Use constructive self-language. In a word, watch your inner dialogue. If you’re the queen or king of the negative pep rally (I can’t believe how cluttered my closet is. I’m such a slob. I’ll never get out from under. No wonder I didn’t get that promotion….), you must stop. You are literally setting yourself up for a downward mood spiral.
There’s even the science to prove it. Barbara L. Frederickson, PhD, author of "Positivity: Groundbreaking Research Reveals How to Embrace the Hidden Strength of Positive Emotions, Overcome Negativity, and Thrive," studied just this and found that for every negative event or thought we have, there needs to be a minimum of 2.9 positive events to get ourselves back on the road to feeling good.
Summed up simply, negative thoughts lead to a negative state of mind. Positive thoughts equal feeling positive. It’s not rocket science, and yet it’s amazing how many of us still fall into the negative thought trap.
Keep your distance from Debbie and David Downer. People who gossip and complain incessantly are sources of negative energy. “Instead, aim to surround yourself with good energy and people who have the outlook and vitality that you are seeking,” says Jonathan H. Ellerby, PhD, spiritual program director at the Canyon Ranch in Tucson, Arizona, and author of "Return to the Sacred: Ancient Pathways to Spiritual Awakening."

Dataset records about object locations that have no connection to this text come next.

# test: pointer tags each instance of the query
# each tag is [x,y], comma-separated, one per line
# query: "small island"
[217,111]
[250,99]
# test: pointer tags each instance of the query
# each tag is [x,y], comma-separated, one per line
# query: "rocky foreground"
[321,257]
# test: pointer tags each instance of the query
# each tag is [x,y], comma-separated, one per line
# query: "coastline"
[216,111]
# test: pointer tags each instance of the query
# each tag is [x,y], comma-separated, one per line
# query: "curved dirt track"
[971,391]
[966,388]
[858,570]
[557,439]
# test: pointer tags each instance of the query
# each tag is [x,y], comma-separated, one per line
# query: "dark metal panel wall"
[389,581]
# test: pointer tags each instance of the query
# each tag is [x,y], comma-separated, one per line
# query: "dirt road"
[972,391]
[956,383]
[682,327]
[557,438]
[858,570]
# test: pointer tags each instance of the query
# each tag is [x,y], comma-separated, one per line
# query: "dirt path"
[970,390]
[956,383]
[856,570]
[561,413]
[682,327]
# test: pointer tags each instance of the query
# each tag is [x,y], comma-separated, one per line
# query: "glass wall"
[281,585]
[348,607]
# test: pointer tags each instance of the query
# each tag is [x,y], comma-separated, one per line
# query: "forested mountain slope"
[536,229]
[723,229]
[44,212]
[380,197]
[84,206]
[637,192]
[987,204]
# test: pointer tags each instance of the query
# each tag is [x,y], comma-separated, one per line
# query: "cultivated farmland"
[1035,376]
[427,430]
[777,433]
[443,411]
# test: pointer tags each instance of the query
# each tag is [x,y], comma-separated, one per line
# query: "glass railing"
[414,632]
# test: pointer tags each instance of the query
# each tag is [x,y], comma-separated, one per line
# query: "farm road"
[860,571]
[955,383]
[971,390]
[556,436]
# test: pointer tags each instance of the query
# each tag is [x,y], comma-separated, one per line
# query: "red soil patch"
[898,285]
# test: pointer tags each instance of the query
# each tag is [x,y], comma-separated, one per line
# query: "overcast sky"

Take time to smell the roses and freshly cut grass. Smell is one of our strongest senses and can evoke pleasure and satisfaction. Feeling a bit tense? Break out the lawn mower. A new study found that breathing in the air from a freshly mown lawn releases chemicals in the brain that help relieve tension. Urban dweller? There are scented oils, perfumes, candles and even cleaning products made from the scent of grass. It’s not clear whether they’ll have the same effect as breathing in the real thing, but it can’t hurt to try. The scents of citrus, eucalyptus, mint and pine can also brighten your mood.